Tiveram um Inverno rigoroso, farto de frio e chuvas, muitas inundações, muitas ausências de Alberto que só aparecía à mesa do pequeno-almoço . Mostrava-se mais preocupado para além do normal e quando vieram instalar o telefone no escritório passou a fazer daquele cómodo lugar de refeição também, quando ficava em casa a trabalhar.
Vinham muitos homens visitá-lo, por vezes acompanhados de uma ou outra secretária, deselegantes, feias mesmo, mulheres atacarradas nos sapatos rasos. Maria da Luz vía passá-las e por vezes quase desejava ser uma delas, andar por aí, saír, ouvir falar. Nunca lhes dirigiu a palavra tentava não se aproximar da porta do escritório conforme as ordens do marido. Nessas alturas até a governanta estava proibida de entrar.

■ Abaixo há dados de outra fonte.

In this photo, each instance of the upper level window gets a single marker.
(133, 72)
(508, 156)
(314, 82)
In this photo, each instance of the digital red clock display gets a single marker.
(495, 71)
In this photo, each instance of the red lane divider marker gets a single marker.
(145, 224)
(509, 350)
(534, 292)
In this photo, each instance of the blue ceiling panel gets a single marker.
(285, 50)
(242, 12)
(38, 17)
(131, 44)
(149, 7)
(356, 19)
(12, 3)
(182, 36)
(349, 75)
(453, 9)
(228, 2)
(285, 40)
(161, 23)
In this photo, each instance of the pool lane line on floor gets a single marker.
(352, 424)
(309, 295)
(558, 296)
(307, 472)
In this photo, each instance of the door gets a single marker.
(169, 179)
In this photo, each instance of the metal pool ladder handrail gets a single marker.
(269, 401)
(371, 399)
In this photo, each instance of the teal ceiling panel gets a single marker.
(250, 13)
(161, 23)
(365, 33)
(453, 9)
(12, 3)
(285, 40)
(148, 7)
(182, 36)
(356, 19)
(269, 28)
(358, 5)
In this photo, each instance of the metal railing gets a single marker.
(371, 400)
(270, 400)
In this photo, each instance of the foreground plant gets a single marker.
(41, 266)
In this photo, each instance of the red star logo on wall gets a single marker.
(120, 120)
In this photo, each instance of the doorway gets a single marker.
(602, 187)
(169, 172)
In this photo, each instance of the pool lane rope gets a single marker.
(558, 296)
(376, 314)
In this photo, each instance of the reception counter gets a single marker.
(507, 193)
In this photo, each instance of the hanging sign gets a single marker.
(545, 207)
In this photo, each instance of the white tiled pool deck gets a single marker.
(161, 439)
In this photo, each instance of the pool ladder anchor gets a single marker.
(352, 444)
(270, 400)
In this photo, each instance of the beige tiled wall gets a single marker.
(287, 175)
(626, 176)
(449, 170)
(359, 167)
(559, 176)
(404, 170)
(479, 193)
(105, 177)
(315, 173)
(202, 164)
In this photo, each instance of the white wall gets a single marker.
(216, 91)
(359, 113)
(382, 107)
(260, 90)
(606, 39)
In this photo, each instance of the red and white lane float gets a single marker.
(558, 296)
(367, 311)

Em Janeiro e logo depois do primeiro aniversário de Rosmaninho, Alberto passou a andar de carro com motorista. Ficava encostado ao carro, à espera, numa prontidão servil de abrir a porta ao Doutor e arrancar silencioso. Maria da Luz espreitava-o entre os cortinados, observava-lhe as mãos, a farda negra e o boné de pala dura. De um dia para o outro deixou a farda, paramentara-se de fato negro e camisa branca como tantos que entravam na sua casa, o chapéu de feltro com faixa preta a altear-lhe o tamanho.

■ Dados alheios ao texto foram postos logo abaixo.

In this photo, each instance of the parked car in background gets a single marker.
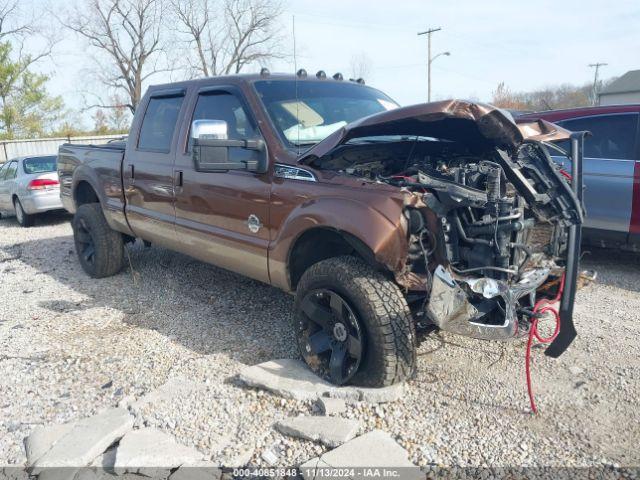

No mês seguinte dispensaram os serviços da ama de leite que chorosa, abraçou muito Rosmaninho e lhe chamou meu menino. Foi-se com o filho e nunca mais souberam dela, o motorista levou-a à estação de Sta Apolónia desaparecendo como o fumo libertado pelo apito da partida.
Foi nessa altura que D.Lídia teve uma gripe que a atirou à cama. Chamaram o médico, delirava, chamava pelo Doutor, tentava despir-se.
Maria da Luz nessa noite não fechou a porta do seu quarto.